Although research by other groups has shown patients with individual implanted electrodes can direct a cursor on a computer screen, devices as complex as prosthetic limbs would require data from the kinds of large electrode arrays the researchers used in these new experiments.
"If you really want to extract motor commands processed in the brain, you have to use multiple electrodes. It's the only way to get the information with the requisite accuracy you need," John Chapin, a neuroscientist at the State University of New York Downstate School of Medicine in Brooklyn, told UPI.
Earlier studies from the Duke lab revealed monkeys could learn to control robot arms using only their brains. While those experiments recorded signals from the cortical surface of the brain, these new studies took signals from deeper in the brain in subcortical areas.
"This shows that one can extract information not only from cortical areas, but from subcortical ones too," Nicolelis said. "This suggests that in the future, there will be more options for sampling neuronal information to control a prosthetic device."
Another Duke team member, neurosurgeon Michael Turner, explained that subcortical electrodes also had the benefit of greater stability because they are buried deeper.
"The way the brain works, all the signals for motor control are filtered through these deep regions of the brain before they reach the final cortical output. So, they are theoretically easier to record from than cortical areas," Turner said.
He added the subcortical areas are denser, meaning there are more cells from which to record packed into a smaller area.
"This opens up a new scientific frontier -- to help those who need it most, people who are paralyzed," said biorobotic engineer Mandayam Srinivasan, director of the Touch Lab at the Massachusetts Institute of Technology in Cambridge.

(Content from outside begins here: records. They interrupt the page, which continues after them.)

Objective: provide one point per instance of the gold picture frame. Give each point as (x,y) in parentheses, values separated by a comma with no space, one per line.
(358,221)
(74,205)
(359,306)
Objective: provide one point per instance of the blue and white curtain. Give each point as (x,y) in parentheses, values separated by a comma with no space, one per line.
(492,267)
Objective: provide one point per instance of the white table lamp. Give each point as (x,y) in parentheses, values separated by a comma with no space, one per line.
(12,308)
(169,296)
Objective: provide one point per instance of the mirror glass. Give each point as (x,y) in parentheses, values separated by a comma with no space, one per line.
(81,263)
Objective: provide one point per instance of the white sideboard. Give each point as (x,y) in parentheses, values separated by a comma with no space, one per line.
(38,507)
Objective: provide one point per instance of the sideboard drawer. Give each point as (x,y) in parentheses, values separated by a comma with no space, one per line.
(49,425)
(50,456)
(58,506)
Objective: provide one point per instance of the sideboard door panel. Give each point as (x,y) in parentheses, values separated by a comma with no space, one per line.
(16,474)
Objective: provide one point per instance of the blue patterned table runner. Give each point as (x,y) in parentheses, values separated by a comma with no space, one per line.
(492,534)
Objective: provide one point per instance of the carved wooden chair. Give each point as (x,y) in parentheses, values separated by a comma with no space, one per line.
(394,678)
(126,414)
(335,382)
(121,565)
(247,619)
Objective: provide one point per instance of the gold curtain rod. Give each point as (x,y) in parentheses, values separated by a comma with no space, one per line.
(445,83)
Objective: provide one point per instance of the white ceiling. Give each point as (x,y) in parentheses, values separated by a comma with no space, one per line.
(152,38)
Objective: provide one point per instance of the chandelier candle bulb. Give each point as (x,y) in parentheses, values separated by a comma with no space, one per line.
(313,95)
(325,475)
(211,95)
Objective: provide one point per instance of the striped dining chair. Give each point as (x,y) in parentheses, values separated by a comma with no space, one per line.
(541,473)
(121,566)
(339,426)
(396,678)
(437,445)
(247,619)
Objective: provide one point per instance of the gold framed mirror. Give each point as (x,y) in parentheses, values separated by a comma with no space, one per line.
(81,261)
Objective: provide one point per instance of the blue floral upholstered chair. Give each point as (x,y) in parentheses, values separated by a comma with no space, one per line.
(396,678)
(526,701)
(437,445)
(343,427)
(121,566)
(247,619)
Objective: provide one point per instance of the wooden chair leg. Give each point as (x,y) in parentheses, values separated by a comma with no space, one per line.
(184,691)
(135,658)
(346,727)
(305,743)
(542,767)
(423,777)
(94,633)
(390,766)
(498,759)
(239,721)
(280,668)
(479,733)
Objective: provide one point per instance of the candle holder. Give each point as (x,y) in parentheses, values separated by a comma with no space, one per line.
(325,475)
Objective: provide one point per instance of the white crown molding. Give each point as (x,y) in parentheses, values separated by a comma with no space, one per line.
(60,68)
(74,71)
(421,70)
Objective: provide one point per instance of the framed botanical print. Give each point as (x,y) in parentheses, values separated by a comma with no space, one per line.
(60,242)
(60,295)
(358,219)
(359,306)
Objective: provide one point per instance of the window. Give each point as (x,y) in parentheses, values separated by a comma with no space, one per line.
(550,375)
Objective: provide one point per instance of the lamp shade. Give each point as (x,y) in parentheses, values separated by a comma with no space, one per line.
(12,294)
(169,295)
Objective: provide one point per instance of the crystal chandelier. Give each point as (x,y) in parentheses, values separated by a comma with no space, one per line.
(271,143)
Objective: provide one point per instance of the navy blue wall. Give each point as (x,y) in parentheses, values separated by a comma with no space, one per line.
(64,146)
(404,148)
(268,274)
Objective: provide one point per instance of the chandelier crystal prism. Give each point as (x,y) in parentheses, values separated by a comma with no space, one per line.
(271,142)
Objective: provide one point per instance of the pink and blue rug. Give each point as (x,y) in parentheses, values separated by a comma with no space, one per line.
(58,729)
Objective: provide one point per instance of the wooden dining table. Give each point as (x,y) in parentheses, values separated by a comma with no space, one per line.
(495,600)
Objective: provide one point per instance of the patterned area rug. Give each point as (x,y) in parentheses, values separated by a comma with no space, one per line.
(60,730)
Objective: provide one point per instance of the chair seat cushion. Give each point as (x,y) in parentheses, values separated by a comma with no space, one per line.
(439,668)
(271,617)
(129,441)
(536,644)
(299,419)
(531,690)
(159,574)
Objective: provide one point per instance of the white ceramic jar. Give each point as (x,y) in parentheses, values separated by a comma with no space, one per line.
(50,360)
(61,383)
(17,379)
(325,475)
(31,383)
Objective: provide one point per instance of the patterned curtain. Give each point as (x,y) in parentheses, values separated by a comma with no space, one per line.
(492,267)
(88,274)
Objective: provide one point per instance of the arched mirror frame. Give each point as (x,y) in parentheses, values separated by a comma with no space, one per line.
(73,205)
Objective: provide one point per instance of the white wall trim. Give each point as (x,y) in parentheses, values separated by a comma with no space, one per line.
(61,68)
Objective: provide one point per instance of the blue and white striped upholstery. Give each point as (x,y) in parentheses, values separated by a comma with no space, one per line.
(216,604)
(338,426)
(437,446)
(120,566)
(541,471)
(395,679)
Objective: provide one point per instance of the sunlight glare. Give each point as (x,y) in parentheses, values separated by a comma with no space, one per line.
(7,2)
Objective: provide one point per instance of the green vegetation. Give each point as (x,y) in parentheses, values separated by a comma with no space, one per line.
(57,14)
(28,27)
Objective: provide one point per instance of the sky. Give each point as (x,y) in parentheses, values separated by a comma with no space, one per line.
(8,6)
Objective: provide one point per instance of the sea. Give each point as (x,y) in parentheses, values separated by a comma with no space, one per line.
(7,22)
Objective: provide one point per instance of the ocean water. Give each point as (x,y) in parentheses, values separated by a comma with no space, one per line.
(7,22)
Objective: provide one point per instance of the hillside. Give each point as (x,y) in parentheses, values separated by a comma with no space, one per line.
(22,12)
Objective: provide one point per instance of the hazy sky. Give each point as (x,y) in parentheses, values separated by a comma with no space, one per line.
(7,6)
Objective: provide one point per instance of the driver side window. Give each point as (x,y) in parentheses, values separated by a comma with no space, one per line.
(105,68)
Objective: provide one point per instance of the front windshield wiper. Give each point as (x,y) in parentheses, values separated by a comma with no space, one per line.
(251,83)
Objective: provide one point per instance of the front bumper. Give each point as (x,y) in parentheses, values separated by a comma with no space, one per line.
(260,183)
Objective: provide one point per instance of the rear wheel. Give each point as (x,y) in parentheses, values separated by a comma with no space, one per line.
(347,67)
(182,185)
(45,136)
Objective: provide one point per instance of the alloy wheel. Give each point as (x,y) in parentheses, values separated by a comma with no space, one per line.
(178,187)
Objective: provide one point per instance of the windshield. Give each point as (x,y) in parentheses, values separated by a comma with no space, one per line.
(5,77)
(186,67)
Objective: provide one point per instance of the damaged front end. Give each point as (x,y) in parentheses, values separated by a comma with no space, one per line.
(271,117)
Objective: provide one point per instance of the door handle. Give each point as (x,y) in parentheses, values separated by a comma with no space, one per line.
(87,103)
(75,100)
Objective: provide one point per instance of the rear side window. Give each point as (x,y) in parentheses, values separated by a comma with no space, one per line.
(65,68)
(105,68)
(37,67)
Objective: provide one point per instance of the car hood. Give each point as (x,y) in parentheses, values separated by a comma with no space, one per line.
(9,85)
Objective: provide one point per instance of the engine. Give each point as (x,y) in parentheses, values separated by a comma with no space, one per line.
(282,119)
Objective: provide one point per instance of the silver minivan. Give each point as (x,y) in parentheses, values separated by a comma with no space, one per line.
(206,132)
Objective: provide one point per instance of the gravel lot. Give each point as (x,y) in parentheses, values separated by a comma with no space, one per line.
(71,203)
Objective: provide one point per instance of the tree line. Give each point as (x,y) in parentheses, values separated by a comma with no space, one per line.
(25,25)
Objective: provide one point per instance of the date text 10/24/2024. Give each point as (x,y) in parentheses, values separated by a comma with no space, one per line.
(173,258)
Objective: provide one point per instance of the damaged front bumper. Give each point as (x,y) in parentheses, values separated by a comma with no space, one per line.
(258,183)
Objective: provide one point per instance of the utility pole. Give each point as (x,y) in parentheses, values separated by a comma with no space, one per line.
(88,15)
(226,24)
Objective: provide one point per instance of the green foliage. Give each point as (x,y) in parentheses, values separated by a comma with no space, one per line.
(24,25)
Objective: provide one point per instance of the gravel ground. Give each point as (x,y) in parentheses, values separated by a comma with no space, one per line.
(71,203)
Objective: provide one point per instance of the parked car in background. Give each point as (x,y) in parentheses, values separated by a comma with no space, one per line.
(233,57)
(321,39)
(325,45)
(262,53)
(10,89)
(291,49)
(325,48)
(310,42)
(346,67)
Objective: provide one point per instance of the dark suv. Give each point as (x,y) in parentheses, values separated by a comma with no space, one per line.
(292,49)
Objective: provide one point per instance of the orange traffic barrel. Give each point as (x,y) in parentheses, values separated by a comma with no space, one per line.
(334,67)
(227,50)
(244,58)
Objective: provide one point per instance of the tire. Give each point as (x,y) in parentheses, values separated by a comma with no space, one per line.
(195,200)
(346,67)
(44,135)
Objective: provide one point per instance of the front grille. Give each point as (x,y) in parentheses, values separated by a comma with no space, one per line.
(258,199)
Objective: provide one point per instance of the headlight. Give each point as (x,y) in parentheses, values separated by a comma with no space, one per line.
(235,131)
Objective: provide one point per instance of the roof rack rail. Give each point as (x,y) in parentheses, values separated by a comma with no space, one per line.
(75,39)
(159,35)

"It gives us access to their thoughts," Srinivasan told UPI. "It's exciting to be able to do this at all. One of the holy grails of research is to understand the human brain."
Chapin added that the research "is something that could tremendously help improve the quality of life of people who are really suffering quite terribly."
The Duke researchers have partnered with Plexon, a neurotechnology company in Dallas, whose customers include 150 domestic and international military labs, pharmaceutical companies, academic institutes and research hospitals run by such institutions as the National Institutes of Health, GlaxoSmithKline in Britain and the U.S. Air Force. Competing research is being performed by a team includes Cyberkinetics of Foxborough, Mass.
"These two groups are going to be the ones to watch," Chapin told UPI.
The researchers emphasize, however, many years of further development and clinical testing will be required before any devices can be available.
"Obviously there are liability issues here," Chapin noted. "What if the insulation that is on the electrodes turns out to have bad interactions with tissues, for example?"
They already have applied for federal approval to implant experimental electrodes long-term in quadriplegic patients. Such tests, conducted over the next three to five years, would implant arrays in specific brain regions.
Experimenters would ask patients to perform actions more complicated than merely squeezing. They would play video games where targets are moved through two-dimensional or 3-D space, Patil said. Researchers then would study which tasks are optimally controlled by each region. They also would test for 30 days or so, to make sure the recordings are reliable over time.
"We're moving very deliberately here. Everyone in the field is aware of the need for safety at every step," Patil said.
Other devices on the horizon to help patients with nerve or brain damage include "sensory neuroprostheses," Chapin said, which would to help patients recover feeling in their body.